March 18, 2003|By Michael Olesker

SOON WE CAN forget Park Heights Avenue again. The war will arrive any minute now, and slot machines and Pimlico Race Course and the ruins of Park Heights just outside the track will seem like civic afterthoughts once more.

The war will take away many things, including memory. For a few ticks of the clock, as the thinkers in Annapolis wrestled with the financial blessings of slot machines, they hinted at big money that might spill from Pimlico's proposed new gambling venture into Lower Park Heights, that stretch of battered and abandoned housing, liquor outlets, bail bond operations, check-cashing businesses and, not to be overlooked, lottery outlets running from Northern Parkway down to Park Circle.

The war will take away talk of any urgency about Park Heights. What the hell, it's been decaying for 30 years, so what's another decade or two? The war will take precedence now. It will drown out talk of Park Heights and every other piece of local business that doesn't seem a matter of imminent life and death.

In Washington, President Bush declares his "moment of truth" for the world. In Annapolis, Gov. Robert Ehrlich tries to convince a reluctant legislature that slot machine money can salvage his state budget without deep spending cuts. He does this with the clock winding down and legislators' attention drifting, and no one knowing the full extent that this war will take money away from neighborhoods, from schools, from highways and railways and all other wishful thinking.

On Park Heights yesterday, it was the usual. Under dismal morning rain, the line outside the Yellow Bowl to buy lottery tickets never stopped for a moment.

"We open at 6:45," said the woman named Michelle taking bets behind metal bars.

"You mean people are here at 6:45?" she was asked.

"No," she said, "they're here at a quarter of 6. But we don't open until 6:45. And then it's nonstop."

For $2 apiece, she sells betting guides, little books with advice on which three-digit combinations are "hot numbers." One is called Fast Eddie's Fast Hits. Another is called Grandma's Monthly Specials. On such deception, money is cast desperately to the wind. The state is implicitly tied to this, and yet arguments are still made to kill slots on the basis of morality.

On Park Heights Avenue, morality is sometimes considered a luxury. The police continue to call it one of the city's worst concentrations of drug traffic. Housing officials bemoan its dilapidated and abandoned buildings. For a few days, the backers of slot machines suggested great improvements might come to Park Heights from the overflow of new slot machine money.

Yesterday morning, no one outside the Yellow Bowl put much stock in such talk.

"They've been talking about fixing up Park Heights for years," said Frank Prentis, 61. "Over there, used to be a bicycle shop. Over there, clubs where you could sit and talk and not have people starting fights.

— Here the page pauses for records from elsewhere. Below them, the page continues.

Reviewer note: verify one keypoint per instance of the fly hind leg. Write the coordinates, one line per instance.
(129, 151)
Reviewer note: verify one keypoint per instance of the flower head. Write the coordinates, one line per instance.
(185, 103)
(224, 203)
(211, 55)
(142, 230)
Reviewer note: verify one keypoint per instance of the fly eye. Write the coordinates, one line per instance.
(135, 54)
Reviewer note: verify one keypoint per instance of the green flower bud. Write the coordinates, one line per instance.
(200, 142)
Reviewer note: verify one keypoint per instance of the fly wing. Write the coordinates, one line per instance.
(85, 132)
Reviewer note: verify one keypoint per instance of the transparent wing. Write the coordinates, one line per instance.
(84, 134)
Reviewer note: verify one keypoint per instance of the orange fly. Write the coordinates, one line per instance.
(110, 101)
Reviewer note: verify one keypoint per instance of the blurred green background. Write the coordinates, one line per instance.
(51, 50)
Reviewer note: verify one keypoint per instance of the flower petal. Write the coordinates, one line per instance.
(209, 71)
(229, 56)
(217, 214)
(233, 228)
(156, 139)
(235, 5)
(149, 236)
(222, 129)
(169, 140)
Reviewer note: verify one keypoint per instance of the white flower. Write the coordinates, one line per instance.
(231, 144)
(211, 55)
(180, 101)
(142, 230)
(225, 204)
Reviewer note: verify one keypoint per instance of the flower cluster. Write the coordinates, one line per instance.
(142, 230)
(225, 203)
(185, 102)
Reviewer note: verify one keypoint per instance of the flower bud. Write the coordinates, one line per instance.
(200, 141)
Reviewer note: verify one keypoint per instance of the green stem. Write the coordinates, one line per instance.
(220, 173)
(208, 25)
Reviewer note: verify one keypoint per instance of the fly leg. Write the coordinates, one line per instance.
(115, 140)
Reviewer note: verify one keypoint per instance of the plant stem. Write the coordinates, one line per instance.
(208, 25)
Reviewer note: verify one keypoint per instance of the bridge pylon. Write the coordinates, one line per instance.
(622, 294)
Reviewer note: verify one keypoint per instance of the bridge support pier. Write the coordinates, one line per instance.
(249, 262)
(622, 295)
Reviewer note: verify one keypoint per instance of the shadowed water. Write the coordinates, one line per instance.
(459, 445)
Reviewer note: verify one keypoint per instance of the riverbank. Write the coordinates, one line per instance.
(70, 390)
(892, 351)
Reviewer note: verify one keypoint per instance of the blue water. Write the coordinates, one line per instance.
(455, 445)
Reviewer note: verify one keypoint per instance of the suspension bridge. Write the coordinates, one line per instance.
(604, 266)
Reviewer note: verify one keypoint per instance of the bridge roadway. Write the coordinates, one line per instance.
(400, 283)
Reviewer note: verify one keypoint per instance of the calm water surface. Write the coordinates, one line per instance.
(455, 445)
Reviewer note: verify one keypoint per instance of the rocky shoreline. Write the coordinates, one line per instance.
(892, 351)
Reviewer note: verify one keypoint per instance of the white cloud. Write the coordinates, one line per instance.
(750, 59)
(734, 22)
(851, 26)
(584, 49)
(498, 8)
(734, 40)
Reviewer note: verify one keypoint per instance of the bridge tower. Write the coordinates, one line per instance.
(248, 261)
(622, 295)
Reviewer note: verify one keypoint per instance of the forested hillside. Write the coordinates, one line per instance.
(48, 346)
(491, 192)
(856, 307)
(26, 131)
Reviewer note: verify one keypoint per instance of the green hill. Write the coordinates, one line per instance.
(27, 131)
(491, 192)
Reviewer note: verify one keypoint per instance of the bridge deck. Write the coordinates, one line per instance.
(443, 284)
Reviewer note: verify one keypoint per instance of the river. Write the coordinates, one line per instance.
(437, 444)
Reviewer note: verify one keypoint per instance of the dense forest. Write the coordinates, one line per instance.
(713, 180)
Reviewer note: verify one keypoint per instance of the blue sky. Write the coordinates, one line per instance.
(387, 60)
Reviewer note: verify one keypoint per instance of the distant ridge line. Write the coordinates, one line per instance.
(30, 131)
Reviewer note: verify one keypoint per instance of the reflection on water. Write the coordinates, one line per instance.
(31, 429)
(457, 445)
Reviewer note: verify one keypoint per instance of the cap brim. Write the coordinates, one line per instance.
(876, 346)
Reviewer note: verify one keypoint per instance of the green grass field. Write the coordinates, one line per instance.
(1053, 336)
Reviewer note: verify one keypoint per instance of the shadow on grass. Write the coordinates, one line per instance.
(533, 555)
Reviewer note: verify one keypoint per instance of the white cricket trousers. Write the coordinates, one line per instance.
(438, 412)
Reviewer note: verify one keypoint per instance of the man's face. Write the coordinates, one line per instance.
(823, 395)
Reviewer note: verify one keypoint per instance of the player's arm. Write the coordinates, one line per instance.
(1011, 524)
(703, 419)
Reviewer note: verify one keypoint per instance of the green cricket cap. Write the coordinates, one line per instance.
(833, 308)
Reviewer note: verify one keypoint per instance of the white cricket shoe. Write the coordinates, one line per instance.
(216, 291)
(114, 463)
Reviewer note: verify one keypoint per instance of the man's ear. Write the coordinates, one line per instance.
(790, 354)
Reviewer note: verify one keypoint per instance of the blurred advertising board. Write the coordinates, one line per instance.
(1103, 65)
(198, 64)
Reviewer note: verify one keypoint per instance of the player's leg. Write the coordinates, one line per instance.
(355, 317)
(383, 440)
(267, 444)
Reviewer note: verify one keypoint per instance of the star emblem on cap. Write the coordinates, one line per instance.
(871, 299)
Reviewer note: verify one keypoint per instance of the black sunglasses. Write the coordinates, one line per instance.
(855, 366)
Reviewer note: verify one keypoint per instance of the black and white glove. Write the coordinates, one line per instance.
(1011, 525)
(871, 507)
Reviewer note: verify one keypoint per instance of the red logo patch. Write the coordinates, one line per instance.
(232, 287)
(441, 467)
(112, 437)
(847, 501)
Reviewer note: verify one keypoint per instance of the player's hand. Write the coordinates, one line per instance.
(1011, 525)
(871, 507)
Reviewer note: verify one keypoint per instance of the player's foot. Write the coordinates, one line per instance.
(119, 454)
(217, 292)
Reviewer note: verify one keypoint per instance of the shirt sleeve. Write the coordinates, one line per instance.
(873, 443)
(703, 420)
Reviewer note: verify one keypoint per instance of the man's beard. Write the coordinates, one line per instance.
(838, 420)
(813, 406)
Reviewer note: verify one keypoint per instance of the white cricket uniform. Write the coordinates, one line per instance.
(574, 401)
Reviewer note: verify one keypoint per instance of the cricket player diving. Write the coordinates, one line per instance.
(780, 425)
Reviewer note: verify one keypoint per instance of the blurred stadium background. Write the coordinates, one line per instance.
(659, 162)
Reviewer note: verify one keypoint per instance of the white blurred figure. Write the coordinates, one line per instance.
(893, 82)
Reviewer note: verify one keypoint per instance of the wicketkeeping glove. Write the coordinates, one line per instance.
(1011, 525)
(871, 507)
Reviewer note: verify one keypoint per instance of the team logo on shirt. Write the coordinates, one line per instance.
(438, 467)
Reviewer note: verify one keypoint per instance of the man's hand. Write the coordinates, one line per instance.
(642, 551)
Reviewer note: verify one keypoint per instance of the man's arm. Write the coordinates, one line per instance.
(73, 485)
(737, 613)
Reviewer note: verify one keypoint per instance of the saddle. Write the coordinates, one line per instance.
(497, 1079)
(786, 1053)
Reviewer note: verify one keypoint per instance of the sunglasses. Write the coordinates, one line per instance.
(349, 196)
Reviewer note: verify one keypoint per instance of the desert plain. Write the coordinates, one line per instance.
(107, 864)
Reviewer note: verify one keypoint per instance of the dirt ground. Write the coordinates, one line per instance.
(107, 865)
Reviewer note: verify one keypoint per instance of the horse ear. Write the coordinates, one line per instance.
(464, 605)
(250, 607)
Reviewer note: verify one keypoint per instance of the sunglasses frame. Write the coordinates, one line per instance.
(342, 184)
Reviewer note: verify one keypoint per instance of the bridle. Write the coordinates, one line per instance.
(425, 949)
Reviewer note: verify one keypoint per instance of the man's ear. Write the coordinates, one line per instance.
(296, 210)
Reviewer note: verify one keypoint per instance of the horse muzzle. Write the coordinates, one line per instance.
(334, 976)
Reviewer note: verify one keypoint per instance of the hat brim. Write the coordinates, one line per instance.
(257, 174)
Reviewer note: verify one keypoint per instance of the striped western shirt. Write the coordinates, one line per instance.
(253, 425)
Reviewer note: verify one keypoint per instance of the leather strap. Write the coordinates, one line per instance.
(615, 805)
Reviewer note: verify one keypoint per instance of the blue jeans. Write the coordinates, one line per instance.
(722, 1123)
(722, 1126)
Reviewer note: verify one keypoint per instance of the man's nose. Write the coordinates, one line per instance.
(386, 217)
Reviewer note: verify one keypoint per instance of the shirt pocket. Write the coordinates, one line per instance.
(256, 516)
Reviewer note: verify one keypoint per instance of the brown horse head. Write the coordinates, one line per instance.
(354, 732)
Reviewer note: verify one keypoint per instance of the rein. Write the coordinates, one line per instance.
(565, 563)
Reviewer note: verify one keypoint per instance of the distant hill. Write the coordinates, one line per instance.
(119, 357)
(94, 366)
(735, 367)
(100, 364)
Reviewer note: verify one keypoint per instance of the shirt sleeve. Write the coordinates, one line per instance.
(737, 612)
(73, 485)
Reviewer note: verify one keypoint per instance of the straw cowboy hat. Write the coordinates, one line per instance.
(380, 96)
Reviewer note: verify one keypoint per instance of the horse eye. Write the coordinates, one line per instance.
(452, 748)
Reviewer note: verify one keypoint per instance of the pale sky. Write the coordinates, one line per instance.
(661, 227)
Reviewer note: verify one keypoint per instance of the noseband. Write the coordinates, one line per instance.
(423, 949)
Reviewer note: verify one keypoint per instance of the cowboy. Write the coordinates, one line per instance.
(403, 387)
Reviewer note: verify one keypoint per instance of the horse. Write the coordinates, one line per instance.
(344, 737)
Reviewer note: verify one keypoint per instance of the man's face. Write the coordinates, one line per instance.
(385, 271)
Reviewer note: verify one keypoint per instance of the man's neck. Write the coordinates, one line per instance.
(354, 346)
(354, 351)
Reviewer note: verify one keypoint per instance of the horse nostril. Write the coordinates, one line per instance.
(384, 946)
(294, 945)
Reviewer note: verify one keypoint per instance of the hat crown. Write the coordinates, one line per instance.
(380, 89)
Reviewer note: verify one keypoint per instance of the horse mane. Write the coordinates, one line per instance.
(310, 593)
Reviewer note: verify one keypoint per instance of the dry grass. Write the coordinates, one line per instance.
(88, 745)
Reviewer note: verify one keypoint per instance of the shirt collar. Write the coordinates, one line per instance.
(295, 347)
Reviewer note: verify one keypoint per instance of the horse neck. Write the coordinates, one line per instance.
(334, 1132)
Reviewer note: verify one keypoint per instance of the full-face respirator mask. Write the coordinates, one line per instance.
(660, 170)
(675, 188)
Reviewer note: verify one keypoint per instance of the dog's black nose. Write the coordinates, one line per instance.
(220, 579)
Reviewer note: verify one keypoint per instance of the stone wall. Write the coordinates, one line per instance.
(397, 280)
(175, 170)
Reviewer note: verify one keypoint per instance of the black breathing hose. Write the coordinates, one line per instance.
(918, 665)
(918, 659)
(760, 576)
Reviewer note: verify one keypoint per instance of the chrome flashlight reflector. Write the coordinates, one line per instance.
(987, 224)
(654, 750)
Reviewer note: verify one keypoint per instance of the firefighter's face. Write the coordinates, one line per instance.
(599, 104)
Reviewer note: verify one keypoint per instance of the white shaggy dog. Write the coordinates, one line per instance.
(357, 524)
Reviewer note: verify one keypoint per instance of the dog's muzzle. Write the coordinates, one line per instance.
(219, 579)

Now it's bail bonds and check-cashing places." Prentis, at the edge of the lottery line, says he is unemployed.

"Billions of dollars are spent to bomb some other country," said Kandyce Hooker, 45. "And they claim they can't help this neighborhood, not for 30 or 40 years now. It should be gleaming, it should be a paradise. Instead, it's a place without any pride." Hooker, at the edge of the lottery line, says she is unemployed.

"Slot machines would make a difference," says Antoine Jones, 22, "because it'd bring in more people, which means it'd bring in more police. If people feel protected, they're not afraid to come into a neighborhood. If people feel safe, that's the start of good things." Jones says he is unemployed but studying for his high school equivalency test.

"Me, I'm from Carroll County," says Kelvin Mason, 40.

"What are you doing down here on Park Heights Avenue?" he is asked. He holds up a cup of coffee.

"You came all the way down here for the coffee?"

"That's it," he says. Plus, perhaps, any hacking business he can find. Along this stretch of Park Heights, there are plenty of people looking for rides -- and plenty more who feel this neighborhood has been taken for a ride. For decades now, it decays and fractures and bloodies itself, and people who run governments take such a condition for granted.

Now there will be one more reason not to think about making things better. The war will make everything else seem insignificant -- not only on Park Heights, but all those other decaying places we've learned to think of as acceptable losses. We don't need a war to ignore devastation in our own midst. War will just be the latest best excuse.